• Musée vétérinaire

    A Maisons-Alfort

    Anatomie comparée

    Présent du 19 septembre 09

    Le musée Fragonard, musée de l’Ecole vétérinaire de Maisons-Alfort, a rouvert, rénové, il y a un an. Levons toute ambiguïté : le Fragonard en question n’est pas le peintre Jean-Honoré mais un de ses cousins, Honoré (1732-1799). Chirurgien, il fut employé à l’école vétérinaire de Lyon puis devint directeur de l’école parisienne voulue par Louis XV. Il excella dans la conservation des organismes humains et animaux, modèles nécessaires à la formation des étudiants : « l’anthropotomie, ou l’art d’injecter, de disséquer, d’embaumer et de conserver ». Fragonard préférait cette technique à la céroplastie utilisée également à l’époque.

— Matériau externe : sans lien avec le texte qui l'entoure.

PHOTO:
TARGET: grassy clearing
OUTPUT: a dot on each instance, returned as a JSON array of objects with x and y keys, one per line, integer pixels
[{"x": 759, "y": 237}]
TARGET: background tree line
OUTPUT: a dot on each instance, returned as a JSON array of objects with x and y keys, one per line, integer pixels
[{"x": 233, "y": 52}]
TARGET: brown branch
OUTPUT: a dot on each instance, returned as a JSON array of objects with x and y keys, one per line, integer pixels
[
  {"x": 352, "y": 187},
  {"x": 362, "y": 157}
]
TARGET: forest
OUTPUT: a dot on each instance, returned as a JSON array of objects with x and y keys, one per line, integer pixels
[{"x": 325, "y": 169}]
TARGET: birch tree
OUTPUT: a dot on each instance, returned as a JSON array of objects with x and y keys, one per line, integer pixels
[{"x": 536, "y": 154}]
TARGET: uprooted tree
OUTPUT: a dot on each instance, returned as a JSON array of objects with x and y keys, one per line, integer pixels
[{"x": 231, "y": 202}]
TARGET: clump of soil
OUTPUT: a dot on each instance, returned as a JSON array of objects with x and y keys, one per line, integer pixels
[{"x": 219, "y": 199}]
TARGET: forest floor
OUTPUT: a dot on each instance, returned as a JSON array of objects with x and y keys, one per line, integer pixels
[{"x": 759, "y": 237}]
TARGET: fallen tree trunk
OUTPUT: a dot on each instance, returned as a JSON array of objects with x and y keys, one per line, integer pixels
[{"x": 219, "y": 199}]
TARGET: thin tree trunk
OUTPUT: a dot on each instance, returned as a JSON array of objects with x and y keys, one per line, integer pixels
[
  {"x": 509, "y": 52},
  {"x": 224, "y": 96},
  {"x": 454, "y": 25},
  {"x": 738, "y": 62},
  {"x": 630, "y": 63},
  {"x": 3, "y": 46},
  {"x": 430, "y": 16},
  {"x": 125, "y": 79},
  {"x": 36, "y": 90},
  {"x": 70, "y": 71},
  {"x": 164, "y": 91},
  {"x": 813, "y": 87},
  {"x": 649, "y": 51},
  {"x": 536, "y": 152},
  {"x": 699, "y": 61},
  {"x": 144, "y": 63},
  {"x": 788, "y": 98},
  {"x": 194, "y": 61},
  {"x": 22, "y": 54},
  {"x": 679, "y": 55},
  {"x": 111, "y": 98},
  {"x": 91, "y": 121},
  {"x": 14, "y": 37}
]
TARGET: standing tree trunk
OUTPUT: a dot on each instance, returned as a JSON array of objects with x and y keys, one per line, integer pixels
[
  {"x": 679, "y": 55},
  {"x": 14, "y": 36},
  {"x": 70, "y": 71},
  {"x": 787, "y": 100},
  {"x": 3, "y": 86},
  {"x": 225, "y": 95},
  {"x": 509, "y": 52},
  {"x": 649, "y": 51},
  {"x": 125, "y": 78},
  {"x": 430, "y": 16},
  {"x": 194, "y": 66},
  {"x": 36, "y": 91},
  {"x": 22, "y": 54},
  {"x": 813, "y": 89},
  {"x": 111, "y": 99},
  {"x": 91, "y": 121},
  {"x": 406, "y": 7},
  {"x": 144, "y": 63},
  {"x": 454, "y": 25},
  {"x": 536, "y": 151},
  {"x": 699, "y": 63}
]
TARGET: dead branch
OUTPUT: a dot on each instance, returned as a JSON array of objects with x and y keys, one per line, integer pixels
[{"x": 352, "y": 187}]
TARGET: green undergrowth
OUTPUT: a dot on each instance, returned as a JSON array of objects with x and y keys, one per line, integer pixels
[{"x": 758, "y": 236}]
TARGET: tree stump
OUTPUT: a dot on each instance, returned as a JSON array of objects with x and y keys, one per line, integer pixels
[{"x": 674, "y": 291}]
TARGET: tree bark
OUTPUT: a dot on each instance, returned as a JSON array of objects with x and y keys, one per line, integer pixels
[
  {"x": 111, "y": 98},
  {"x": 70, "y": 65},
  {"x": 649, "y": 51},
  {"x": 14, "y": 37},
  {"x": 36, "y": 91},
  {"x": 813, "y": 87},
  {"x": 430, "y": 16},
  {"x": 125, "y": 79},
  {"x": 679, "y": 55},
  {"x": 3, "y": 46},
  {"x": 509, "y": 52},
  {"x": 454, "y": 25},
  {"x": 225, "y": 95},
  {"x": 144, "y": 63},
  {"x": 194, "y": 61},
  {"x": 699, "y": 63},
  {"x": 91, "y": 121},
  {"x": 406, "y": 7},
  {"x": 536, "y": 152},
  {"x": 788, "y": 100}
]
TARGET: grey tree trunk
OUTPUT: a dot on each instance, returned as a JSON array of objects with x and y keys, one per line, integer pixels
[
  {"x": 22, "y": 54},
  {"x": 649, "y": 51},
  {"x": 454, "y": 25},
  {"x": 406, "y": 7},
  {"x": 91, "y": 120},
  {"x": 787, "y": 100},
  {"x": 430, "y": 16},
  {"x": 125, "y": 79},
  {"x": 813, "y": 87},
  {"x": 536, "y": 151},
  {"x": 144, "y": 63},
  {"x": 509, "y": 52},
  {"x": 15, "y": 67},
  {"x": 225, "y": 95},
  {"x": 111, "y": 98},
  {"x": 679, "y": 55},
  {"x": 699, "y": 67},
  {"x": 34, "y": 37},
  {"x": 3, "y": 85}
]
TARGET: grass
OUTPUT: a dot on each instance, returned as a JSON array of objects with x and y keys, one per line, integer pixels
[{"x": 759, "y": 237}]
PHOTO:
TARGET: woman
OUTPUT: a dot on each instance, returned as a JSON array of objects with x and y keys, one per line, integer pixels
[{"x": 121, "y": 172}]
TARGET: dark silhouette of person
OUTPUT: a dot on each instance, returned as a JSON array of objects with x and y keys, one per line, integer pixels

    Les principales étapes de sa méthode sont connues. Il s’agit d’abord de vider le corps de son sang, puis d’injecter dans le système artériel une mixture composée de graisse de mouton et de résine de pin portées à ébullition. En refroidissant, cette préparation durcit et préserve tout le système sanguin. Le cadavre est ensuite disséqué, plongé dans un bain d’alcool, puis séché. Les veines sont peintes en bleu, les artères en rouge suivant la convention qui a encore cours. La préparation est enfin recouverte d’un vernis qui protège les tissus.

    Ce sont des milliers de pièces que réalisa en une dizaine d’années Honoré Fragonard. La collection fut dispersée à la fin de sa vie, malgré tous ses efforts pour la préserver. Il en reste vingt et une pièces. Il y a des singes, une chèvre ; un bras ; un buste, mais aussi des « compositions » ambitieuses, moins à des fins didactiques que pour manifester son savoir-faire et alimenter les cabinets de curiosités, pour lesquels il travailla après qu’une mésentente l’eut fait quitter l’Ecole vétérinaire. A ranger dans cette catégorie, l’homme à cheval dit Cavalier de l’Apocalypse (illustration, entre 1766 et 1772), l’homme debout dit Samson (il est effectivement muni d’une mâchoire d’âne). Trois fœtus dansant constituent une mise en scène qui sent son carabin.

    (Au début de cette année 2009, l’exposition Our body (notre corps) qui présentait des corps traités par imprégnation polymérique, version moderne du procédé employé par Fragonard, a été interdite après la plainte d’associations, Ensemble contre la peine de mort et Solidarité Chine. La justice n’a pas contesté l’intérêt didactique mais a mis en cause d’une part l’origine des corps, vraisemblablement tirés des geôles chinoises sans consentements préalables des intéressés ; d’autre part la possession de cadavres à titre privé puisqu’ils n’appartiennent pas à une collection publique ; enfin la « commercialisation des corps par leur exposition », l’entrée étant payante.)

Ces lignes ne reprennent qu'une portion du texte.